Jean-François Parenteau ne s’est pas représenté aux élections des 6 et 7 novembre.

« Environnement favorable »

Dans un courriel à La Presse, Transcontinental explique que l’entreprise voulait faire part de son projet de nouvelle usine de recyclage à la mairesse lors de la rencontre de décembre 2019, « tout en indiquant vouloir investir dans un environnement favorable où il y aurait des Publisacs à recycler et fabriquer ».

Selon nos informations, le PDG de l’entreprise, François Olivier, ainsi que la présidente du conseil d’administration, Isabelle Marcoux, étaient eux-mêmes présents lors de la rencontre, qui s’est avérée tendue.

Au même moment, l’entreprise envisageait aussi d’installer son usine aux États-Unis, selon une source bien au fait du dossier qui veut conserver l’anonymat parce qu’elle a signé une entente de confidentialité.

En point de presse durant la dernière semaine de la campagne électorale, Denis Coderre a d’ailleurs fait référence à cette éventualité alors qu’il tentait d’expliquer le mandat qu’il avait obtenu pour Transcontinental, de 2019 à 2021.

« Dans l’est de Montréal, il y avait une situation d’une usine qu’on voulait installer, puis on avait le choix entre Montréal et puis du côté des États-Unis. Alors j’ai donné des conseils », a dit Denis Coderre lors d’une mêlée de presse le 3 novembre.

Une usine en faillite redémarrée

La Ville n’a pas donné suite à la rencontre de décembre 2019 avec la haute direction de Transcontinental. En juin 2020, Transcontinental a néanmoins mis la main sur l’usine de recyclage d’Enviroplast, dans l’arrondissement d’Anjou. Les activités de cette installation, suspendues pendant des mois après la faillite du propriétaire précédent, ont ensuite pu redémarrer.

L’entreprise dit avoir investi « plusieurs millions de ses fonds propres » dans l’acquisition, « misant sur Montréal, sans garantie que la Ville n’allait pas interdire le Publisac ».

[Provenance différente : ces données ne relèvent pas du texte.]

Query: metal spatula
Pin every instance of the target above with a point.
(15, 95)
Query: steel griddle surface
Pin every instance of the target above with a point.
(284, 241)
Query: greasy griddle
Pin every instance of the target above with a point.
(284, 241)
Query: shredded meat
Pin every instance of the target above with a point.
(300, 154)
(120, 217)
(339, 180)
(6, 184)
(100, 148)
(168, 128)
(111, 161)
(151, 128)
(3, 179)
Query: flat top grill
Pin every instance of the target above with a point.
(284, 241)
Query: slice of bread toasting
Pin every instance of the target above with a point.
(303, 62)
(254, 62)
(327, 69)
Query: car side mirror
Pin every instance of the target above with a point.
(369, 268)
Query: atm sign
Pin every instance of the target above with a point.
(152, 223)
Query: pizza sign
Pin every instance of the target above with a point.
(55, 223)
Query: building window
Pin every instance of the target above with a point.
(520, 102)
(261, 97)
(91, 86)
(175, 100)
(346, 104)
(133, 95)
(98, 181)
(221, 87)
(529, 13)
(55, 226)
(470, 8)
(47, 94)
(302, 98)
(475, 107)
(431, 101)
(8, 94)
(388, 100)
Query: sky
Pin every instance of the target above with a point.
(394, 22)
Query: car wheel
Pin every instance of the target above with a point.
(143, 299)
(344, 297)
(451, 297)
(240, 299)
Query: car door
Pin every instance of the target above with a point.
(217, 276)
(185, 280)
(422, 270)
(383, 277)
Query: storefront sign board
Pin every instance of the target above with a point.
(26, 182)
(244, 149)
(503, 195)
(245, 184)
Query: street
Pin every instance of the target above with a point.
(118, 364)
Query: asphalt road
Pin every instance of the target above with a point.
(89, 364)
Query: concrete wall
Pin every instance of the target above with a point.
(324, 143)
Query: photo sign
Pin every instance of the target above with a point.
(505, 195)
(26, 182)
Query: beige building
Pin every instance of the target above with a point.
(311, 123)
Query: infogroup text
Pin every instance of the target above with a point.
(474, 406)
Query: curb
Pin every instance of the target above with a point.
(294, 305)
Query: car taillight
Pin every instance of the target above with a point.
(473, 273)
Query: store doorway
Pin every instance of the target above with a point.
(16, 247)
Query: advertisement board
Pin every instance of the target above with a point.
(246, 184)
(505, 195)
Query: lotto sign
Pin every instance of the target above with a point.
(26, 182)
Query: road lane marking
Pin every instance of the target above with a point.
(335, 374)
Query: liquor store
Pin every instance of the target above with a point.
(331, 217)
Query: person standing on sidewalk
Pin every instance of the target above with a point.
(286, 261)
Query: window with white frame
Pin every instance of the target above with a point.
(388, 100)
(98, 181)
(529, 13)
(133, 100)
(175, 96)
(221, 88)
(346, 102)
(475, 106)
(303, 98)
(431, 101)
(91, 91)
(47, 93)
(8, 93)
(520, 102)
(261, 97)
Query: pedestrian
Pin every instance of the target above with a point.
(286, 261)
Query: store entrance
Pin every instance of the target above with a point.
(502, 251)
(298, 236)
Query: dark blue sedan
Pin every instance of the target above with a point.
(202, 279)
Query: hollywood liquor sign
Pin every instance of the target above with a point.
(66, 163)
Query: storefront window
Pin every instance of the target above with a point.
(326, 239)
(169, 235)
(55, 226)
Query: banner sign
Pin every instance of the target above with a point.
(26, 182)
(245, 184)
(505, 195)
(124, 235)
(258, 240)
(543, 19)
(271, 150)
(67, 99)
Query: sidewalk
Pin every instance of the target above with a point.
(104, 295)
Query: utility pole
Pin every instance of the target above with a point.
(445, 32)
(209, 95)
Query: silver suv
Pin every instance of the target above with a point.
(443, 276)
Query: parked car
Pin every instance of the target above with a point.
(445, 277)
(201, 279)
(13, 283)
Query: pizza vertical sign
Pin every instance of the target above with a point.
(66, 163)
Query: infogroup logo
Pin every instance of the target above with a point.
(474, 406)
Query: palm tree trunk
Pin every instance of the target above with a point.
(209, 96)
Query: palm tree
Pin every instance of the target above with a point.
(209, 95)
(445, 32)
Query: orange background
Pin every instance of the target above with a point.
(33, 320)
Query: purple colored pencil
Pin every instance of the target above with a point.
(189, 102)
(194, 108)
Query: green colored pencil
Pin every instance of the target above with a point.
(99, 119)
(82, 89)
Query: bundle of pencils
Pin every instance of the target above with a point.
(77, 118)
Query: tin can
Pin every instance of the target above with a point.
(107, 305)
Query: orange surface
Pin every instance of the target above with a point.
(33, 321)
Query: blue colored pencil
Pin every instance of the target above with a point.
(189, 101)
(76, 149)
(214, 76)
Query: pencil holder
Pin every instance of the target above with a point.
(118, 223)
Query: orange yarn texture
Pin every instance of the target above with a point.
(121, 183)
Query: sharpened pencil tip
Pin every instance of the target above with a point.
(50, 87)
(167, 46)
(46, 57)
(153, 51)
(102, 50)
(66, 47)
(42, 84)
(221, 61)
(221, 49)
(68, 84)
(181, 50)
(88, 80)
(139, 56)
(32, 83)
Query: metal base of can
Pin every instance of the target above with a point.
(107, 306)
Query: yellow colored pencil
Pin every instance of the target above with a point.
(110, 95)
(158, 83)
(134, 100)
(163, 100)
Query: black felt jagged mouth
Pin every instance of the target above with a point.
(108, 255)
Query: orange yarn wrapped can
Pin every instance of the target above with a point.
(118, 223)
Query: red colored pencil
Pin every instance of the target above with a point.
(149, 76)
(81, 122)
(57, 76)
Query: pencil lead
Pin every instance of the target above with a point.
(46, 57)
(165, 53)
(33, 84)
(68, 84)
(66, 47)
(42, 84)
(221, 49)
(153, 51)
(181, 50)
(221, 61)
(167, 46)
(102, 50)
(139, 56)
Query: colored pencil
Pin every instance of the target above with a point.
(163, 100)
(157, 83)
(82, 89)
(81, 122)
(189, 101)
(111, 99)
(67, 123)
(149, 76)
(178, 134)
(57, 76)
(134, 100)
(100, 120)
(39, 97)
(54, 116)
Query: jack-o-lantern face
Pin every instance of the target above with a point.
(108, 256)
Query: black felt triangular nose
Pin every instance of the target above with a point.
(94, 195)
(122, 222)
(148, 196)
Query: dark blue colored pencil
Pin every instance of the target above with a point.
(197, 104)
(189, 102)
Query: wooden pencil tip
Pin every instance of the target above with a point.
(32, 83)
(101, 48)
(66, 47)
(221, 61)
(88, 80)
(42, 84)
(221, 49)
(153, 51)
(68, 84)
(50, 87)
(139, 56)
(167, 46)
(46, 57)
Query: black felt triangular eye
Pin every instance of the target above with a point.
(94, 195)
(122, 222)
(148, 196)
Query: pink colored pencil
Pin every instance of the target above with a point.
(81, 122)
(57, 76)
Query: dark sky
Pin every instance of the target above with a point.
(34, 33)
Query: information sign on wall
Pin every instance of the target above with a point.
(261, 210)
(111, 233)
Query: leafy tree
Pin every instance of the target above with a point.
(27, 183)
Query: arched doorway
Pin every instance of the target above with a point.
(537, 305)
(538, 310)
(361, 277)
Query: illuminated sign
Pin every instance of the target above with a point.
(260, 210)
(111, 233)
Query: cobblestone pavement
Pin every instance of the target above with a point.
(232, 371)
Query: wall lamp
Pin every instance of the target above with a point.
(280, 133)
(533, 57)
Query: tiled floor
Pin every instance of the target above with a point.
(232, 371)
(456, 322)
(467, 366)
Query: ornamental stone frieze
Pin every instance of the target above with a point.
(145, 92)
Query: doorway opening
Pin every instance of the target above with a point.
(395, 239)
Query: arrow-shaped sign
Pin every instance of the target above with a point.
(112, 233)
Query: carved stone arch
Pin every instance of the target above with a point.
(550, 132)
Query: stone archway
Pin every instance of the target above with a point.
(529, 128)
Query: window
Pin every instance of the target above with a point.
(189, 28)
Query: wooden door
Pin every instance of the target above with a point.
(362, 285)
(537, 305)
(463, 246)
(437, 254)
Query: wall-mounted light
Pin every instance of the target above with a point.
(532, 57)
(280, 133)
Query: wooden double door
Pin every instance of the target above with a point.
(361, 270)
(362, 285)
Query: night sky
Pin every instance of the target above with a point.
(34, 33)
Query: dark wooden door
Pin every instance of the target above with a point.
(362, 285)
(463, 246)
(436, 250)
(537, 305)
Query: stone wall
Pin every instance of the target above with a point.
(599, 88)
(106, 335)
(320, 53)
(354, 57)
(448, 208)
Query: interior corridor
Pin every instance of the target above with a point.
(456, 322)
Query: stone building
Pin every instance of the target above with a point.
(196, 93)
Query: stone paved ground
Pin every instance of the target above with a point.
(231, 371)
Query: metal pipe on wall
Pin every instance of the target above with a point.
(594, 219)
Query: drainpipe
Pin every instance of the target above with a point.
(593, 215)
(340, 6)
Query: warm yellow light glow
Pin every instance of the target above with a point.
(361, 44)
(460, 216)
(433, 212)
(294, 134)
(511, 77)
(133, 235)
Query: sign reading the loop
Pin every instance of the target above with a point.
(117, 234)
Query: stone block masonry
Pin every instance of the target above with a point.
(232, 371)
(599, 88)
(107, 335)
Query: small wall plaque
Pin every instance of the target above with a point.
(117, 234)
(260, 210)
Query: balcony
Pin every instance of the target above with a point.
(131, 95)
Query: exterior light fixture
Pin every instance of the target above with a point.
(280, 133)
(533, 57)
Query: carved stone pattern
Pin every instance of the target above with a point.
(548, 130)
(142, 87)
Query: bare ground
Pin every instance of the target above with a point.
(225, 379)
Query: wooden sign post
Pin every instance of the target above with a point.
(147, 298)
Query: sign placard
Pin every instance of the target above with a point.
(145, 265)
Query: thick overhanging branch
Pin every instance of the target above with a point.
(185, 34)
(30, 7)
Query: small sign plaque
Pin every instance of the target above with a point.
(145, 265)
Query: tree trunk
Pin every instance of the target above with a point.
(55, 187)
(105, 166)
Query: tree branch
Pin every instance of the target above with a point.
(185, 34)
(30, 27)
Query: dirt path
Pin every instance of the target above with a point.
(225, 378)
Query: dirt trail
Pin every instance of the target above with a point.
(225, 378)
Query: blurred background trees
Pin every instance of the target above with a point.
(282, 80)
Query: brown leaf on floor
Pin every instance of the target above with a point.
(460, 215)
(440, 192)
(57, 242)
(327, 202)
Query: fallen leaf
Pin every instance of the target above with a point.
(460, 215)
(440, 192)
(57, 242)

Transcontinental refuse d’en dire plus sur la somme qu’elle a finalement investie et le dernier rapport annuel de l’entreprise donne peu de détails à ce sujet. Il ne mentionne qu’un coût d’acquisition de 2,4 millions pour l’usine, « excluant une contrepartie éventuelle à payer qui est fonction de l’atteinte de performance opérationnelle basée sur la production annuelle de plastique recyclé ».

« Nous avons investi plusieurs millions de dollars depuis en nouveaux équipements, ce qui nous permet non seulement de fabriquer les granules de plastique recyclé pour le Publisac, mais aussi d’utiliser ces granules recyclées dans nos produits fabriqués dans nos usines aux États-Unis », explique François Taschereau, vice-président des communications d’entreprise et affaires publiques chez Transcontinental.

Transcontinental dit employer 125 personnes dans ses usines de recyclage et d’emballage dans l’est de Montréal.

L’entreprise ajoute en outre qu’elle a investi 1 million dans une machine pour fabriquer des enveloppes de papier. Transcontinental dit en imprimer 24 000 par semaine, pour les immeubles où les portes d’entrée des habitations se trouvent à l’intérieur.